The Adoption Rate is the number of users that perform the launch event divided by the total user count:

$\%\,adoption = average\left( (adopters) \over (adopters + non\,adopters) \right)$

### Impact Chart

The Impact Chart shows how the rate of metric event occurence changes over time.  The y-axis of the chart is the average number of the metric event count and the x-axis is time spanning 30 days.

Unlike other Mixpanel charts, the Impact Chart displays time in relative time, not calendar time.  The chart centers around the first day that the launch event is available, or “day zero”. The chart displays the 15 days before and after day zero.

Every user in the report can have a different day zero.  For users in the adopter group, day zero is the day that they perform their first launch event.  For users in the non-adopter group, day zero is the day the first adopter performed the launch event (which is most likely the launch day of the feature).

Each data point on the chart is calculated as follows:

$metric\,event\,rate = { (metric\,event\,count) \over (total\,user\,count)}$

Each point on the line is the average number of times users in the group did the metric event on that relative day.

For example, if 10 adopters did the launch event for the first time five days ago, and they then did the metric event a total of 30 times today.  The +5 days point on the adopter line would read 3. The math would be as follows:

• 30 = The number of metric events performed by the adopters on day 5
• 10 = The number of users who did the launch event 5 days before the first day
• 3 = 30/10

You can see how frequently users in each group perform the metric event, both before and after the launch.

### Impact Table

The Impact Table summarizes the results of the Impact chart.  It displays the average rate at which users in the adopter and non-adopter groups performed the metric event over the course of the 15 days before and after launch.

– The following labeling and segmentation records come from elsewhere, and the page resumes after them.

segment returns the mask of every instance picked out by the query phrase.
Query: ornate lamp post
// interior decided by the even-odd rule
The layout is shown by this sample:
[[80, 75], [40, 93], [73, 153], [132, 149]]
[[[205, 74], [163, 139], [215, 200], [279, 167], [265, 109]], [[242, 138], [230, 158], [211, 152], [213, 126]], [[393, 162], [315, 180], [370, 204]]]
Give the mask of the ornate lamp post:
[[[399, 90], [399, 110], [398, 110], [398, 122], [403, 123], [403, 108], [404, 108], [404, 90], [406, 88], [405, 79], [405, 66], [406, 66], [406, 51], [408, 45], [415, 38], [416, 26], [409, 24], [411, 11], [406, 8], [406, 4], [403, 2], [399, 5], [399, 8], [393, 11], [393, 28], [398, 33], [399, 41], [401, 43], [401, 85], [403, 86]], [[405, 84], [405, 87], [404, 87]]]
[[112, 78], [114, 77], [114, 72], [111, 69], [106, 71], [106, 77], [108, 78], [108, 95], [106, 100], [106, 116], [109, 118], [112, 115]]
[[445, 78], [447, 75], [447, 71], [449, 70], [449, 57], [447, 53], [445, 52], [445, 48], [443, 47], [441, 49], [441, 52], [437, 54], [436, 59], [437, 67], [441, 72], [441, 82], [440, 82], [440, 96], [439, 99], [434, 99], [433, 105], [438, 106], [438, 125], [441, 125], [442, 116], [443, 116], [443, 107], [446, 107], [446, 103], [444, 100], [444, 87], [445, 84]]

Each of these four averages is also reflected on the chart as a horizontal dotted line.

The Impact Table compares users that performed the launch event and those that did not. For both groups of users, Mixpanel calculates the average number of times per day that users performed the metric event before the launch, after the launch, and the difference between the two (the delta).

The average number of times that users performed the metric event before the launch is calculated by:

$group\,average\,value = average\left( (group\,metric\,event\,count \div group\,user\,count) \over (day\,count) \right)$

The average rate is calculated before the first day of the launch event, after the launch event, and the report also displays the difference between those rates.

Lastly, the Impact is calculated by comparing the results of the adopters and non-adopters. These results are presented as an overall delta with a corresponding confidence score.

The overall delta is calculated by subtracting the pre-launch delta from the post-launch delta.

The confidence score is a measurement of statistical significance, and how likely it is that that the overall delta is statistically significant.

## Interpret the Results

In general, when the overall delta is positive, and the confidence score is 95% or more, it indicates a successful launch.  The most successful launches will see the rate at which adopters perform the metric event increase post-launch, while the same rate for the non-adopters remains relatively constant.

In the Impact chart, look for the average gap in usage between the adopters and non-adopters to increase after the launch.  Typically, it is preferable for the increase in the gap to be mostly driven by an increase in the rate at which adopters perform the metric event, rather than a decrease in the rate at which non-adopters perform it.